Social Justice Society candidate Samson Alcantara sued SWS and Pulse Asia at the Quezon City regional trial court last November to question the mechanics and veracity of the senatorial surveys that the two polling bodies have been undertaking.
Alcantara had called on the court to issue a temporary restraining order against the surveys and asked the SWS and Pulse Asia to first inform him of the questions that would be propounded to the survey respondents.
“I’m not questioning their right to conduct surveys. I’m merely asking what are the questions being asked in the surveys and that I be informed about it so I can protect my interests. This is also what people are asking. The activities of the polling bodies are not purely private undertakings but are impressed with public interest,” he told the Philippine Daily Inquirer.
In their separate replies to Alcantara’s suit filed before the Quezon City Regional Trial Court Branch 77, Pulse Asia counsel Jose Manuel Diokno and SWS lawyer F. Albert Bacungan said granting the senatorial candidate’s demand would be tantamount to a prior restraint on free speech.
“Pulse Asia has no legal obligations to notify plaintiff Alcantara, give him copies of survey questions to be propounded to the respondents, and data regarding respondents. [His] demand for such notice and information has no legal basis,” Diokno said.
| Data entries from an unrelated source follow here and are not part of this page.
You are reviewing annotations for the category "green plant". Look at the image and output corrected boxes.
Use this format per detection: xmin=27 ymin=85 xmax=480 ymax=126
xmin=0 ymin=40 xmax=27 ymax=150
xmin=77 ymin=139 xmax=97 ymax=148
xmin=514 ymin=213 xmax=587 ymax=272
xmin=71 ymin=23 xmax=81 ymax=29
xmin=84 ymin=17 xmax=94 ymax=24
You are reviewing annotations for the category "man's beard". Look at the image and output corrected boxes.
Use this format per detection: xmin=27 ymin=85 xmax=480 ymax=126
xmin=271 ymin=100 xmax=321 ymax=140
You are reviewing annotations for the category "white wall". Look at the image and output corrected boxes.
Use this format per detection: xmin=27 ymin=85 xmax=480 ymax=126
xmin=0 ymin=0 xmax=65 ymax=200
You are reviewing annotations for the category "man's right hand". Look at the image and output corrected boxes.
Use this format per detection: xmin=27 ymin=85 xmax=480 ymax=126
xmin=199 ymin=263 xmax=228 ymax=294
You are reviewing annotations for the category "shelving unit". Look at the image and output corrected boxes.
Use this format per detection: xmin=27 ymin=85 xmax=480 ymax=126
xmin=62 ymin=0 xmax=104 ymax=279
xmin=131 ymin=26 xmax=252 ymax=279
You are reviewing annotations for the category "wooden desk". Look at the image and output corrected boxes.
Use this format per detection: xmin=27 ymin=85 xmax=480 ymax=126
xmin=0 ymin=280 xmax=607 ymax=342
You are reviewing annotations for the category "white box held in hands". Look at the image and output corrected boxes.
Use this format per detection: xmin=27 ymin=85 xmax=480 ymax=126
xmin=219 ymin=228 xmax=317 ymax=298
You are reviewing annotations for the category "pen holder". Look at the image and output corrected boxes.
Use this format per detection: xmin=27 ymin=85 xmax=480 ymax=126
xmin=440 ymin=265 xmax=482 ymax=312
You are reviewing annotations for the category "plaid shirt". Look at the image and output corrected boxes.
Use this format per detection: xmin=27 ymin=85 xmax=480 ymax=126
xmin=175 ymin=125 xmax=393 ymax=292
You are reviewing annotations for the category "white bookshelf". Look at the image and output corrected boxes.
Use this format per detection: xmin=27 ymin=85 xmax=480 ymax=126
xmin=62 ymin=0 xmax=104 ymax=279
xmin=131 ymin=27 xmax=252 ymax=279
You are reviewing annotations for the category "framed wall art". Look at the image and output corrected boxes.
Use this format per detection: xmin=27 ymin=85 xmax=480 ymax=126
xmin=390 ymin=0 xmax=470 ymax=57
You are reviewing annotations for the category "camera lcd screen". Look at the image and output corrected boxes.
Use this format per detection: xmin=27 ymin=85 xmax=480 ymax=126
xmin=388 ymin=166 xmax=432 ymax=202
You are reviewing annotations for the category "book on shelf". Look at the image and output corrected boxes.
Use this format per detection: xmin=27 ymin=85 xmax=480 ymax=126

Diokno also said that Pulse Asia’s right to conduct public opinion surveys, evaluate the results and release them to the public involve matters of public concern. He said such acts cannot be lawfully restrained or enjoined unless they pose a clear and present danger that requires the intervention of the state.
Being a senatorial candidate, Alcantara is a public figure and has “impliedly consented” to be included in surveys of legitimate public opinion polling bodies such as SWS, Diokno added.
Bacungan, for his part, said the Commission on Elections and not the RTC has jurisdiction over the political surveys.
“It is nothing more than an attempt on the part of [Alcantara] to inquire into the lawful conduct of SWS’s legitimate right and business to conduct surveys in any and all fields, and is a prior restraint or abridgement of the freedoms of speech, expression and press, without any basis in the Constitution, in law and in the rules and regulations of the Comelec,” added Bacungan.
The two survey outfits called Alcantara’s suit “unfounded and malicious” and demanded damages. SWS claimed moral damages amounting to P1 million and another P200,000 in attorney’s fees. Pulse Asia demanded P50,000 in exemplary damages and compensation for having to retain the services of a counsel worth P100,000 plus P10,000 per court appearance and P25,000 in litigation expenses.
Alcantara branded the counterclaims as harassment, adding, “Just because they are giant polling bodies does not mean they can do this to a cash-strapped candidate like me. I don’t even have money to campaign, how much more pay for the damages they are seeking? This is what a poor candidate is being put through just because he’s trying to protect himself,” the lawyer added.
He cited Section 10, Article IX-C of the Constitution which states, “Bona fide candidates for any public office shall be free from any form of harassment and discrimination.”